Chi poteva immaginare all’inizio di questo millennio che il bilancio della Fed sarebbe passato da 870 miliardi a 4.5 trilioni (sono 3.8 adesso)? Ovviamente una terapia d’urto che ha prodotto alcuni effetti collaterali.

Sia la banca centrale americana sia gli investitori non riescano a spiegarsi come mai una stretta temporanea di liquidità abbia creato un terremoto di questa portata, con le banche che hanno smesso di farsi credito tra di loro. Inoltre si è avviata una ricerca spasmodica di rendimenti considerati accettabili dagli investitori. Ma gli investitori, soprattutto quelli professionali, devono cercare rendimenti che rispondano alle aspettative dei risparmiatori finali e soprattutto possano giustificare commissioni di gestione che apparivano fisiologiche rispetto al livello dei tassi di venti anni fa, quando metà delle obbligazioni mondiali offriva rendimenti superiori al 5%.
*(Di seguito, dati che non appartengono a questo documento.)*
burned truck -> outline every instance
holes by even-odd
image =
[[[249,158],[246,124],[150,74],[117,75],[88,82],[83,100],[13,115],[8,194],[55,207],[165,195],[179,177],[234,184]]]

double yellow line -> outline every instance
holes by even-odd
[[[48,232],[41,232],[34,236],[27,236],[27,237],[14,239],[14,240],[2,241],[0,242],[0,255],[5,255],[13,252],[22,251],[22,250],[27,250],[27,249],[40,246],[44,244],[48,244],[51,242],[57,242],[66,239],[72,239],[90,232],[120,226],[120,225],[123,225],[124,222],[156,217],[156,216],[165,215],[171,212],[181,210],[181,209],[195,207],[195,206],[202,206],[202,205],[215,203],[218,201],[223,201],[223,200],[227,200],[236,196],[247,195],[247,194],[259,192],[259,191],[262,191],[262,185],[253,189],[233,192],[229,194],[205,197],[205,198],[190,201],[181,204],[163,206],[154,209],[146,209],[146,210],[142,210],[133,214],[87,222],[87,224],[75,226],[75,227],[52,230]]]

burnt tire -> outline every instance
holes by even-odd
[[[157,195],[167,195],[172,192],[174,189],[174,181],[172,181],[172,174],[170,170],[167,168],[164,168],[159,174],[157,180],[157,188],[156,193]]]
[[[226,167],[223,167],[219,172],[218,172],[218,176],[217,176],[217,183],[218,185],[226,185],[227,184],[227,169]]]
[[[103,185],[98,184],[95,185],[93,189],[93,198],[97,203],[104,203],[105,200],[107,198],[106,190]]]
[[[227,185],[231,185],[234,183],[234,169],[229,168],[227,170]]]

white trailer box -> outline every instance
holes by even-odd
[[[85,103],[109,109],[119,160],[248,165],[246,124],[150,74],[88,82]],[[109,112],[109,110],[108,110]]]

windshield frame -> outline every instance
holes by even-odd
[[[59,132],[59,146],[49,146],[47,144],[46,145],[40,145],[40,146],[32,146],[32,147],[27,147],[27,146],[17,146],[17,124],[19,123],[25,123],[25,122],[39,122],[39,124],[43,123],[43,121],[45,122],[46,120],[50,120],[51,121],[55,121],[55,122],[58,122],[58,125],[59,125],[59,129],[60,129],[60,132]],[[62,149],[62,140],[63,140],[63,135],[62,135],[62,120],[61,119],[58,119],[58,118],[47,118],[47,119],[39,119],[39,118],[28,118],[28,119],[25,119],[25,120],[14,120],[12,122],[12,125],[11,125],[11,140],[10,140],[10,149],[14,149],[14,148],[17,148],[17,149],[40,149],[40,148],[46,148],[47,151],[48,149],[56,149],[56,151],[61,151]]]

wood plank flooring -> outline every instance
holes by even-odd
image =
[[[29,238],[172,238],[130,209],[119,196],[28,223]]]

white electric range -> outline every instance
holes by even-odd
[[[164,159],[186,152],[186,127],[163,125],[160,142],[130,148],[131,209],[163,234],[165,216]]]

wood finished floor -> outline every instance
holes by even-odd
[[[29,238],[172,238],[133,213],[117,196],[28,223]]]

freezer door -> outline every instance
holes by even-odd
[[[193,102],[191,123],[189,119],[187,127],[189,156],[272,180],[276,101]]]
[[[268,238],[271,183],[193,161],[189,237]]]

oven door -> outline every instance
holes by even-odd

E quindi pare che la gran parte del rischio dei leveraged loans sia nel portafogli di fondi. In particolare speculativi. Non sono poche infatti le banche ad avere accumulato posizioni nel compaio. Se questo mercato dovesse davvero registrare perdite cospicue, sarebbero i risparmiatori di mezzo mondo a pagare direttamente il conto, come è avvenuto quando è esplosa la bolla di Wall Street nel 2000.

E comunque gli effetti sistemici potrebbero manifestarsi se i fondi dovessero liquidare parti consistenti del loro portafoglio buono per fronteggiare richieste di riscatto indotte dalle perdite sul leveraged loans.

Tutto questo significa che la cura delle banche centrali ha raggiunto l’obiettivo fondamentale di evitare una depressione analoga a quella degli anni Trenta, ma ormai gli effetti collaterali rischiano di creare al paziente problemi assai gravi, anche senza arrivare all’ipotesi estrema di un ripetersi della crisi del 2008.

Le banche centrali, dunque, riprendono il possesso del gioco, ma tutti ora si chiedono: quando scoppierà la nuova crisi? Già, il paziente non sta per niente bene e accusa sintomi in più punti del corpo.